Billy-boy seemed pleased to hear this. “I don’t suppose any old tire will do.”

“I don’t suppose it will.” Arvo removed the note from his pocket and consulted his scribble. “I’m looking for a Series 353. Pretty rare.” He read directly from the paper. “Seven, dot, zero, zero, dash, A. This is a 19-inch tire.”

“Well, that’s pretty darn specific. I’ll have to check my records for one of those.”

“I’d like some decent tread on it. And I’d rather you didn’t take much time looking.”

“What do you call decent tread?”

“You can start with
not bald
and work up from there.” Arvo laughed to hear himself say this.

But Billy raised his eyebrows. “Well sir, I figure if you get much tread at all you’ll be lucky.”

“All I need right now is one that’ll run a couple hundred k without a flat. You think you can find me that while I’m minding your stall?”

“I keep a record. I know where every tire is at. I like to keep them together with their own kind, if you know what I mean.”

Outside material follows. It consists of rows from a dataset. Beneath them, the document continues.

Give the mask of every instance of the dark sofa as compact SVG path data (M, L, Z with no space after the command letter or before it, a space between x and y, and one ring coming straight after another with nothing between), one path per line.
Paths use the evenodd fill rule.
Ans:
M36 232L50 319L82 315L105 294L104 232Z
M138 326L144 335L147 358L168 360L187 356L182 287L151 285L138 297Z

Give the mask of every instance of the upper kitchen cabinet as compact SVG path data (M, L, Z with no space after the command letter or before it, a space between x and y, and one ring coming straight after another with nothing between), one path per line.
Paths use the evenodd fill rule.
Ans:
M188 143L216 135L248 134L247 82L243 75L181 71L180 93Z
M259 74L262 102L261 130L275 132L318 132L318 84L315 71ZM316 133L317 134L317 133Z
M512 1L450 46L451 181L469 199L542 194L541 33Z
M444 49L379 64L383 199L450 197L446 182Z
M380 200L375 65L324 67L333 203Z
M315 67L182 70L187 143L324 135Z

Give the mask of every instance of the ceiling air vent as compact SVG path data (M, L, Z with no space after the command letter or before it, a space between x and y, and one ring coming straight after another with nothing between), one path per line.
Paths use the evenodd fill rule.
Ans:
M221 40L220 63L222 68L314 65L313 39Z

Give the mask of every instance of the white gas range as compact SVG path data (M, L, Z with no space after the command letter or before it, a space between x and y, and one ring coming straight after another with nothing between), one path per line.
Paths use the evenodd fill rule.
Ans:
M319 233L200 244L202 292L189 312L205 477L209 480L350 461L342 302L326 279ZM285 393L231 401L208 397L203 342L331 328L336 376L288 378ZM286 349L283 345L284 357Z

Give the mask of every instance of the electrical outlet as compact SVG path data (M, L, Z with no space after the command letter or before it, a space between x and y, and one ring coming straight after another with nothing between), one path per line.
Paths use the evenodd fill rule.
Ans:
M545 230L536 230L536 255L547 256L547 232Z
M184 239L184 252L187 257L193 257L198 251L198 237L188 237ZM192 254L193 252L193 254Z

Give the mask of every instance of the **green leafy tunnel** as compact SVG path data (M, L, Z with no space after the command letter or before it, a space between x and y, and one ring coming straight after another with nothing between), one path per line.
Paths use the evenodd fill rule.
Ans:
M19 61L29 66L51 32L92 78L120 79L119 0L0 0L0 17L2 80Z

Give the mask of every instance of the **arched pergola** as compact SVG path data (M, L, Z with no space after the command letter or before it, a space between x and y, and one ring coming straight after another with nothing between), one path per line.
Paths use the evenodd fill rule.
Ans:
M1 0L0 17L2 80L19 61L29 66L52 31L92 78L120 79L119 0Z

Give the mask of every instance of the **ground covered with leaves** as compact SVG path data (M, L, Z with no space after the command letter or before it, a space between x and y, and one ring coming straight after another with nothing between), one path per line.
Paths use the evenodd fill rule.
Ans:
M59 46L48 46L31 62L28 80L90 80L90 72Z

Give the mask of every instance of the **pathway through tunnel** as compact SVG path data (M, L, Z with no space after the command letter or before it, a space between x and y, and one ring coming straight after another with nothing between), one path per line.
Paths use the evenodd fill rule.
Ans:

“I know what you mean, Billy. No man from South Carolina wants his Firestones mingling with his Goodyears.”

“Ha ha. Go help yourself to a coffee. Whitey Burke stands in for me when I need a break.”

Billy-boy Harrison slapped a soiled ball cap on his head and worked his way through the tables of coffee drinkers, pausing just long enough to say something to wild-haired Whitey Burke, and then left the hall tossing his keys in the palm of one hand.

Arvo was not much interested in the variety of home-made wares for sale — baked goods, knitted items, sewn aprons, preserves. He talked for a while with Kevin Williams, who was carving a small figure out of a block of yellow cedar — probably another owl to stand amongst the half dozen already lined up on a shelf with his miniature pigs and donkeys. Kevin reported that his mother’s fourth marriage was turning out better than the earlier matches, possibly because this husband had no family to interfere. “I had my hopes pinned on
you
for a while there, Arvo, before this fellow showed up. You could have been my step-dad by now! She’d told me this time she’d decided to marry a Finn.”